Waiter left homophobic note instead of tip stunned as hundreds of kind strangers step in
A waiter who was left a homophobic comment in place of a tip got the last laugh when hundreds of kind strangers surprised him with $4,500.
After dining at a restaurant in Madison, Wisconsin on Sunday (15 August), one hateful customer refused to leave their waiter a tip because they disapproved of his sexuality.
“Service was good but we don’t tip sinfull [sic] homosexuals,” they scrawled on the receipt for their $142.95 meal.
A photo of the note was shared on Facebook by Eric Salzwedel, co-founder of Do Good Wisconsin, a non-profit based on performing random acts of kindness.
“This really upset me that someone would do something like this,” he told Channel 3000. “To go to the extent of saying it was good service, but because of their sexual orientation, they decided not to give them a tip.”

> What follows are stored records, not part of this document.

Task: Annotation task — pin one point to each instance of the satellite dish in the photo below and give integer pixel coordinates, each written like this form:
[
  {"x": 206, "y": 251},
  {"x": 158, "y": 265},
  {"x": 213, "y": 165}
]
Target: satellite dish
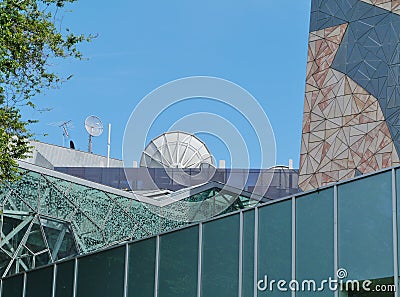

Salzwedel started a Venmo challenge and urged people to chip in to “show there is more love than hate in this world” – and his followers went above and beyond.
Homophobic customer outnumbered by hundreds of kind strangers
“Within 36 hours I had received $4,500 from folks sending an extra tip for $5, $10, $20+ from across the country,” he said.
On Tuesday evening Salzwedel dined at the Madison restaurant, requested that specific server, and personally handed them the massive tip.
“We were able to surprise the server with the tip and to let them know that people love them for who they are and to not listen to those who just want to spread hate onto others,” he said.
“As you may expect they were surprised from the tip and extremely grateful.”
The next day Salzwedel proudly shared a photo of the new receipt next to the old one, saying: “To the folks who felt it was necessary to write this hateful note and not tip… don’t worry me and about 250 others will cover the tip for you.”
“There’s a lot of opportunities every single day we wake up and we go out that we can either make a positive difference in the lives of people we run into or we can make a negative impact on people we run into every day,” Salzwedel said to NBC15.
With that in mind, Do Good Wisconsin will appear in major cities across the state over the next eight weeks, spreading positivity one good deed at a time.